基于 Amazon SageMaker 进行汽车型号的图像识别——一个基于深度学习迁移学习的端到端图像分类器

背景介绍

基于深度学习的图像分类的研究与应用已经进行的如火如荼，对大部分的业务场景来说，更是有着深刻的现实意义 – 基于图片的互联网分享社交应用，如何借助深度学习在第一时间对用户分享的图片进行实时监测，分类是一个比较典型的应用场景；又例如，电商运营可能希望对所有的产品照片按照产品属性进行自动化分类，减少人工分类的工作；另外，在工业生产线的良品率基于产品图片的自动筛检，以及辅助医疗领域对病理图片的分类等等场景都有着十分广泛的应用前景和实用价值。

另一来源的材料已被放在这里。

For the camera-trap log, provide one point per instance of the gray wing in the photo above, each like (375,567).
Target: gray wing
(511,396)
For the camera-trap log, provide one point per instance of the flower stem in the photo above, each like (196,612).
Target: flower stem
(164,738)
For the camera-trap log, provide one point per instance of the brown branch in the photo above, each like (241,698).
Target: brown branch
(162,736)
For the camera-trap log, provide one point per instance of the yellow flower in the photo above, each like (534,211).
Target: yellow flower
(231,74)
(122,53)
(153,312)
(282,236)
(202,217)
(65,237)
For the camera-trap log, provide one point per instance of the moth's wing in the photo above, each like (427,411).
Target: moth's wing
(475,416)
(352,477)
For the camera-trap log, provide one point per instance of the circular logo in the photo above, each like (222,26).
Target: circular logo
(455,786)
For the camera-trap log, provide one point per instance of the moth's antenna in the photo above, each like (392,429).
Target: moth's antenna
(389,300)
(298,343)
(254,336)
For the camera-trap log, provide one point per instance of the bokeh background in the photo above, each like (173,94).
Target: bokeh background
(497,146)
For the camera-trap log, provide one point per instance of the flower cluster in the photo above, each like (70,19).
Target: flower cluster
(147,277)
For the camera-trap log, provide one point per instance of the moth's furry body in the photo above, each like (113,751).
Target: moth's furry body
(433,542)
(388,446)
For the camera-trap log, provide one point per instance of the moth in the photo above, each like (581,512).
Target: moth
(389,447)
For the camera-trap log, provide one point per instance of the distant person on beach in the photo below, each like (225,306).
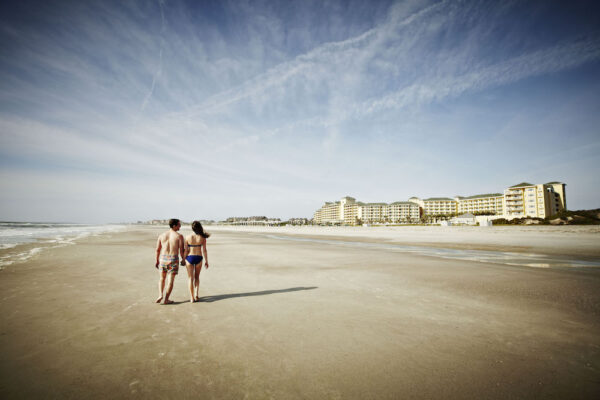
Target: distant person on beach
(195,247)
(168,247)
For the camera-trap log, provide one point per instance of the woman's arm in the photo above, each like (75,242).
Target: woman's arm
(205,253)
(186,249)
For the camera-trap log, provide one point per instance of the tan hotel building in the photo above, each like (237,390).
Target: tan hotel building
(522,200)
(350,212)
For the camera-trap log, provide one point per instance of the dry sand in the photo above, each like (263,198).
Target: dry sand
(283,319)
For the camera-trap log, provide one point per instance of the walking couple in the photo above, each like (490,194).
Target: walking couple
(169,246)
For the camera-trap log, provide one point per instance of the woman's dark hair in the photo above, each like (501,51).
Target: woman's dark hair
(198,230)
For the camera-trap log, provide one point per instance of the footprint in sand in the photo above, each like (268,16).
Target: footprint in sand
(133,386)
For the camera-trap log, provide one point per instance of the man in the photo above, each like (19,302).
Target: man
(168,246)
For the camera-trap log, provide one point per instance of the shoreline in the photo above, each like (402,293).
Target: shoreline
(291,319)
(582,242)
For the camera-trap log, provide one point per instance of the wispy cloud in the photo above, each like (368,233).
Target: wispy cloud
(254,98)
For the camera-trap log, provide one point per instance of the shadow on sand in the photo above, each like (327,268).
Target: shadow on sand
(210,299)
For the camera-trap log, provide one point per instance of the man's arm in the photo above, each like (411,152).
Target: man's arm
(158,249)
(182,248)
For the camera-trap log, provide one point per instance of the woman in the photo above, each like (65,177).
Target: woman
(195,246)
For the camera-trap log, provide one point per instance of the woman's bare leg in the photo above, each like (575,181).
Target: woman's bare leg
(190,269)
(197,280)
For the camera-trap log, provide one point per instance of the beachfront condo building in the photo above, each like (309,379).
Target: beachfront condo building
(436,205)
(492,204)
(518,201)
(535,200)
(348,211)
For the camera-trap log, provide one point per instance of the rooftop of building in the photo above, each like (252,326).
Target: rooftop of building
(479,196)
(522,184)
(438,199)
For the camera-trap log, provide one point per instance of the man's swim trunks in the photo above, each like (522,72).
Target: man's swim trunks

汽车型号的图像分类的应用来源于我们真实的客户案例，车辆检测及型号识别广泛应用于物业，交通等的管理场景中。通过在停车场出入口，路口，高速卡口等位置采集的图片数据，对车辆的数量型号等进行识别，可以以较高的效率对车型，数量信息等进行采集。通过采集的数据，在不同的场景中可以辅助不同的业务开展。如商场停车位的规划，路况规划，或者公安系统追踪肇事车辆等等。

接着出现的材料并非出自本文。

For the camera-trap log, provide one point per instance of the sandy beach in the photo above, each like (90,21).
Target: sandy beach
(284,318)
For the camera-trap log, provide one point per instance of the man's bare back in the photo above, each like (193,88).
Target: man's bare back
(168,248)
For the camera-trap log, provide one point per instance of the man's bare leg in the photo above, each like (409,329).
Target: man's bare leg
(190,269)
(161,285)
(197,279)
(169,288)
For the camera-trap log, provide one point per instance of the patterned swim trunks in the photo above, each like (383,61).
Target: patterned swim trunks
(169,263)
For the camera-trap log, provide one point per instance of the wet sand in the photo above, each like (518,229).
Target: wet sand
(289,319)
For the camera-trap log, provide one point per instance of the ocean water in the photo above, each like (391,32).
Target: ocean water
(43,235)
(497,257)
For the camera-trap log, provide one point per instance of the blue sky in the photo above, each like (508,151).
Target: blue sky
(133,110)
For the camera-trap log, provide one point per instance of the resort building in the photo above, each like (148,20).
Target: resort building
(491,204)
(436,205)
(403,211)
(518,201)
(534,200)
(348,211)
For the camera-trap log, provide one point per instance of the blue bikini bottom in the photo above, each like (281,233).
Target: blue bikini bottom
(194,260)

在本解决方案中，我们将引入迁移学习的思想。那么什么是迁移学习呢？深度学习中需要大量的数据和计算资源且需花费大量时间来训练模型，但在实际中难以满足这些需求，而使用迁移学习则能有效降低数据量、计算量和计算时间，并能定制在新场景的业务需求，可谓一大利器。迁移学习不是一种算法而是一种机器学习思想，应用到深度学习就是微调（Fine-tune)。通过修改预训练网络模型结构（如修改样本类别输出个数），选择性载入预训练网络模型权重，再用自己的数据集重新训练模型就是微调的基本步骤。微调能够快速训练好一个模型，用相对较小的数据量，还能达到不错的结果。

本解决方案使用 Amazon SageMaker，它可以帮助开发人员和数据科学家构建、训练和部署 ML 模型。Amazon SageMaker 是一项完全托管的服务，涵盖了 ML 的整个工作流，可以标记和准备数据、选择算法、训练模型、调整和优化模型以便部署、预测和执行操作。同时，本方案基于MXNet, Apache MXNet（孵化）是一个深度学习框架，旨在提高效率和灵活性。它允许您混合符号和命令式编程，以最大限度地提高效率和生产力。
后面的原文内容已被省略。